You know it’s true. For all that high school Grammar & Composition teachers tried to drill it into us, nobody cares. I’m not even sure the teachers care outside the classroom. Even grammar nazis seem to shrug and look the other way.
In case some of you care so little that you’ve already wiped the error from your mind, here’s how it works.
to + a verb in its infinitive form = an infinitive phrase
For example, “to be,” “to run,” and “to gallivant” are all infinitive phrases. Written like that, they’d be correct (not split). If you stick an adverb in the middle of them, “to humbly be,” “to awkwardly run,” or “to dramatically gallivant,” then they’re split and (technically) incorrect.
So why doesn’t anyone seem to care?
I don’t know (I don’t think anyone can know), but I can theorize. I can theorize that most people don’t know what an infinitive is, let alone an infinitive phrase or a split infinitive. And if they have no clue what it is, why on Earth would they care? (Let alone how…)
So why is it that grammar lovers (or nazis) don’t care about this particular rule?

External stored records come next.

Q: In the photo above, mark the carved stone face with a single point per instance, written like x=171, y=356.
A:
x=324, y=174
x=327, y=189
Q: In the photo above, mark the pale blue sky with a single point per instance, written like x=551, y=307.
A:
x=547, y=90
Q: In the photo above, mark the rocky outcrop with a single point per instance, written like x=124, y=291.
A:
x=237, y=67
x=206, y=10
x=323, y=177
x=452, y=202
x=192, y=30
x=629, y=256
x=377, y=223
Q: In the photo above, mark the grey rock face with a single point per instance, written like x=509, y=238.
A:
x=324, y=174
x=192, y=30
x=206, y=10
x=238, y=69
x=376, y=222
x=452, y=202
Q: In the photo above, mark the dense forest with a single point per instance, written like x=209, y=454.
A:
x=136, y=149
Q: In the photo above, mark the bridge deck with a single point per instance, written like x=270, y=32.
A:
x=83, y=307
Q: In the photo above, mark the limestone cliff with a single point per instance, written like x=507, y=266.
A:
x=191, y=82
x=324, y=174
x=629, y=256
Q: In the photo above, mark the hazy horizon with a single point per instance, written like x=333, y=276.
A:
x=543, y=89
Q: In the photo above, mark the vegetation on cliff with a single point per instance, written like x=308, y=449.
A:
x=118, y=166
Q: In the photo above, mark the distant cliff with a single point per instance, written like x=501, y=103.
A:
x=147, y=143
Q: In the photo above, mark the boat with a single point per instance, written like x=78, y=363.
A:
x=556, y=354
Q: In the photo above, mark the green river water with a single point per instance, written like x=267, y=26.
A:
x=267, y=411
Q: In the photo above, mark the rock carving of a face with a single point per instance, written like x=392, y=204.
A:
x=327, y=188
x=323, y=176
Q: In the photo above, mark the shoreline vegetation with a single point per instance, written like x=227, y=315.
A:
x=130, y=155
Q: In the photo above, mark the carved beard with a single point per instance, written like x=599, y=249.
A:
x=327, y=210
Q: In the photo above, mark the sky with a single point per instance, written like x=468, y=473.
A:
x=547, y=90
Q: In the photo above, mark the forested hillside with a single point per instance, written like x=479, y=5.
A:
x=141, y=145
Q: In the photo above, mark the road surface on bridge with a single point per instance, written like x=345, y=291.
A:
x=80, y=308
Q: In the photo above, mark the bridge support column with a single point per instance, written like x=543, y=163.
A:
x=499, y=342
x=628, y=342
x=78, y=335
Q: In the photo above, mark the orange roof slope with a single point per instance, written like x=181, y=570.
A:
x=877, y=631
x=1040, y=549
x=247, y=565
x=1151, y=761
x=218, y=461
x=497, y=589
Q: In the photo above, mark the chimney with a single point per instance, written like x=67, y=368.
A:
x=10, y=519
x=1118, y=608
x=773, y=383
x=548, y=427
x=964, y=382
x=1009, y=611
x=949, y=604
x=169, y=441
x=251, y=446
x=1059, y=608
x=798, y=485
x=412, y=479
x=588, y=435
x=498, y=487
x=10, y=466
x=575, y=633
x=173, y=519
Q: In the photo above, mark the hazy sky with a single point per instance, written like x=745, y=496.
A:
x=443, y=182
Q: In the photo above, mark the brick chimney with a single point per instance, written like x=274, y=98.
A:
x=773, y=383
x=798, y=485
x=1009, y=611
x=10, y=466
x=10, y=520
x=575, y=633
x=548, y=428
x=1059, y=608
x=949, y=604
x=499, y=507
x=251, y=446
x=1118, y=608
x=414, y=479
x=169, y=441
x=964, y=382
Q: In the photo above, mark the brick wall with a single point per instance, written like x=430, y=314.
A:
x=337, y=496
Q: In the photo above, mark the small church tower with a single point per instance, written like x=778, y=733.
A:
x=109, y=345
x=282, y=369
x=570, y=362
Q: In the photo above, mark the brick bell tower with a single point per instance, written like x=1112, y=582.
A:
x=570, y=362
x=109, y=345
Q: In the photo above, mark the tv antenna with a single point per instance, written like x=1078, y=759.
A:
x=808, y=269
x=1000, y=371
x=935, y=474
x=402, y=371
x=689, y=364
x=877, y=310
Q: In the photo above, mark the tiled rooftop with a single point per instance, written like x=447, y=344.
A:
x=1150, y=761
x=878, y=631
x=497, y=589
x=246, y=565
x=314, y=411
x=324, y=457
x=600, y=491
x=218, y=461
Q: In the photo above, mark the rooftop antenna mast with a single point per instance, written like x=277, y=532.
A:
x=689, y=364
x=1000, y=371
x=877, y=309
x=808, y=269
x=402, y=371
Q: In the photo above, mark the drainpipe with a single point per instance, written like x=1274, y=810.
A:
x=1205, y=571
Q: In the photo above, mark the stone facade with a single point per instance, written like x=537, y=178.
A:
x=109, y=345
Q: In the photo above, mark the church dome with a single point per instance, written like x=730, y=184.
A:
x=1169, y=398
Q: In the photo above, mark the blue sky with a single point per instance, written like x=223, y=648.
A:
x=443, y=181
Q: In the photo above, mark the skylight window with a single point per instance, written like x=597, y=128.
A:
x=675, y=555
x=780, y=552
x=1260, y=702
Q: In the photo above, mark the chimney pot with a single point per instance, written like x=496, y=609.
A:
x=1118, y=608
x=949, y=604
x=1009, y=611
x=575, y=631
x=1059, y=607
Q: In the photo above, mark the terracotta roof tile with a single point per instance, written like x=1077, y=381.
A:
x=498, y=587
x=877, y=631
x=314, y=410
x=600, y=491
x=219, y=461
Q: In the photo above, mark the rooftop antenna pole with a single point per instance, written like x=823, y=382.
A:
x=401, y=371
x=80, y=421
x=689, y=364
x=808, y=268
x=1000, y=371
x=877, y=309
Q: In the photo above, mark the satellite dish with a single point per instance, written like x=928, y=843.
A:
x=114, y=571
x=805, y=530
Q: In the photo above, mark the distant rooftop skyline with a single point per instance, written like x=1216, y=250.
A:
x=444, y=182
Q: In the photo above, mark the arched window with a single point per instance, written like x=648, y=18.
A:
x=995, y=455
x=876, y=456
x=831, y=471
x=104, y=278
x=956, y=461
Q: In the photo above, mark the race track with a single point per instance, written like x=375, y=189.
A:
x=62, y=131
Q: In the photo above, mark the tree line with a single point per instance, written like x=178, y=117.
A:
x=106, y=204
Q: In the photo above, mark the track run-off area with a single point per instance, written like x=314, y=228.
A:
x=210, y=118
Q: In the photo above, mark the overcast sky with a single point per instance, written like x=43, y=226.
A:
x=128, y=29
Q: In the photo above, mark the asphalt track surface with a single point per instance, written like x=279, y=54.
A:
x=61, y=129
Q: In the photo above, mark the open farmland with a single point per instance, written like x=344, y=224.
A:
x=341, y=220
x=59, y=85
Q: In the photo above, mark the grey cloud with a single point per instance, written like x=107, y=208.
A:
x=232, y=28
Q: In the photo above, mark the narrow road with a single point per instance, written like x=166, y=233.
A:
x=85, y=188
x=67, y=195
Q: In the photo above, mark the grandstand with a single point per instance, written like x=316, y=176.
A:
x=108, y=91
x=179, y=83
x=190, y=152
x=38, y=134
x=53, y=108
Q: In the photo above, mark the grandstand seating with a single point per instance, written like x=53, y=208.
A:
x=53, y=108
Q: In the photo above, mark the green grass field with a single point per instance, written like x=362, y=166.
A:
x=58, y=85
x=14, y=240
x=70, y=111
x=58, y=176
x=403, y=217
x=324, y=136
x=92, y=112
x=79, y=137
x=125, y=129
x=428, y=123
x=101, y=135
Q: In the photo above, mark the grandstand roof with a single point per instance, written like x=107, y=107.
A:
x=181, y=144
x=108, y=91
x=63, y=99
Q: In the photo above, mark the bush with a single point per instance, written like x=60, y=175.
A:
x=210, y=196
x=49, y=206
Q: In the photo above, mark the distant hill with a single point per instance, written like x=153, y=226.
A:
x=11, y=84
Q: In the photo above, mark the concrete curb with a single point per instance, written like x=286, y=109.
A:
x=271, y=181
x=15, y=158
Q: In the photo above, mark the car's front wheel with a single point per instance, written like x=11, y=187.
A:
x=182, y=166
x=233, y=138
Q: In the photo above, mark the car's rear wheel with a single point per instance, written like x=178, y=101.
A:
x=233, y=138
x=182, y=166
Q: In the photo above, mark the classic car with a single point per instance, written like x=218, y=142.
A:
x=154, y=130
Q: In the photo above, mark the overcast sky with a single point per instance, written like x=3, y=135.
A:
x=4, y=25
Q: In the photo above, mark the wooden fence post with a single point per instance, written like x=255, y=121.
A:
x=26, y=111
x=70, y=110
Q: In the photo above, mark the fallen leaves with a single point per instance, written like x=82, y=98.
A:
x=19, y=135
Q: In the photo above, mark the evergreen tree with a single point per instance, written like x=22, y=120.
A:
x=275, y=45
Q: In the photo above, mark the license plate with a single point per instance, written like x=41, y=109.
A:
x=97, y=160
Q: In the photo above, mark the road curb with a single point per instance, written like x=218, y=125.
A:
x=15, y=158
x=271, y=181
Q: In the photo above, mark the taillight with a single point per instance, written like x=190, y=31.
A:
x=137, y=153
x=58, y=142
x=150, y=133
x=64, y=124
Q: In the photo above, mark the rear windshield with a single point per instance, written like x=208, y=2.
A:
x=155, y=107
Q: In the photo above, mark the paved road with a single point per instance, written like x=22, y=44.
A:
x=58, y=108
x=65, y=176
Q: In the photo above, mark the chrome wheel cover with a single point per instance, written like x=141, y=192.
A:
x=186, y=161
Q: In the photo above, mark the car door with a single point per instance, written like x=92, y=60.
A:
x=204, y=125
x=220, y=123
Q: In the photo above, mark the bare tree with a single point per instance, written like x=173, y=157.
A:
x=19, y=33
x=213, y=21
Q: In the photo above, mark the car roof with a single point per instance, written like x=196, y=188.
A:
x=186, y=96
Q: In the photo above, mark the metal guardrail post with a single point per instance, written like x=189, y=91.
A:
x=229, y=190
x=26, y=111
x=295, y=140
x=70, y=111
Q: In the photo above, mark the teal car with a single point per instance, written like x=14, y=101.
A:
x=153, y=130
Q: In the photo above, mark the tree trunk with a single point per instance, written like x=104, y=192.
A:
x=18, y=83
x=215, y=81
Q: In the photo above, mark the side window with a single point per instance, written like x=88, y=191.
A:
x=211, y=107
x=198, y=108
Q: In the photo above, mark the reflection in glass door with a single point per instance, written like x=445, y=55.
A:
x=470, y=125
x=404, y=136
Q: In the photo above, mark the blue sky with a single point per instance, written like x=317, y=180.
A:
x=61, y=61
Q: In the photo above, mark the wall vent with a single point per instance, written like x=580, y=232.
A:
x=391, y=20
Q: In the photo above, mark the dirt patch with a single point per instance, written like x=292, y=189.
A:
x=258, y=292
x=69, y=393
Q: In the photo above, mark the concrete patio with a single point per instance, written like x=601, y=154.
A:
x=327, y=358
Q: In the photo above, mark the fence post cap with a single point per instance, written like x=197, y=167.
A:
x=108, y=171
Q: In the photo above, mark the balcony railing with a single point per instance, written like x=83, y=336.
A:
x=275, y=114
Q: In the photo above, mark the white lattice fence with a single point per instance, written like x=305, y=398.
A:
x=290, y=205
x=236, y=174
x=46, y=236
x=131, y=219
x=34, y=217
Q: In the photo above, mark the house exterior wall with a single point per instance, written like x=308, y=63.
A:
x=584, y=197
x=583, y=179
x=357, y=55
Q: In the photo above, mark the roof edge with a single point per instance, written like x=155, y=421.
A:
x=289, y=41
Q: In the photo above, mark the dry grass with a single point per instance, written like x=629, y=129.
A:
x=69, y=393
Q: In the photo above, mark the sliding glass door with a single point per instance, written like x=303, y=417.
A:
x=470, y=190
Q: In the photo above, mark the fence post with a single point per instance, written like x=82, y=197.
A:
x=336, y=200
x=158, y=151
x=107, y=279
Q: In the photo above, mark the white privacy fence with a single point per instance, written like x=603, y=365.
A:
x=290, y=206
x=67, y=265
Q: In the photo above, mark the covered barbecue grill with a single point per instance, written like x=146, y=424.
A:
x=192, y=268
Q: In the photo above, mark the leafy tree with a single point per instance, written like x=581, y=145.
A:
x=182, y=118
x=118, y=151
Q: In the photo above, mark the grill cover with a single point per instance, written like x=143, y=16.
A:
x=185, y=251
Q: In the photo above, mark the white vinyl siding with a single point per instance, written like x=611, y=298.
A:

It can’t be because we split infinitives all the time when we talk – we break plenty of grammar rules when we talk. Most grammar nazis either understand the difference between casual speech and formal speech (especially between spoken and written) or don’t care and get upset about grammar mistakes in either.
The only reason I can think that explains why no one cares about split infinitives is the fact that it doesn’t muddle meaning. It really doesn’t. In English, adverbs can go before or after the verbs they modify, so it isn’t misplacing the modifier. It truly seems to be a rule for the sake of a rule (which, I would argue, is not usually the case).
But, like I said, I don’t know. That’s the only reason I’ve thought of that makes some sense (to me). How about you? Got any ideas?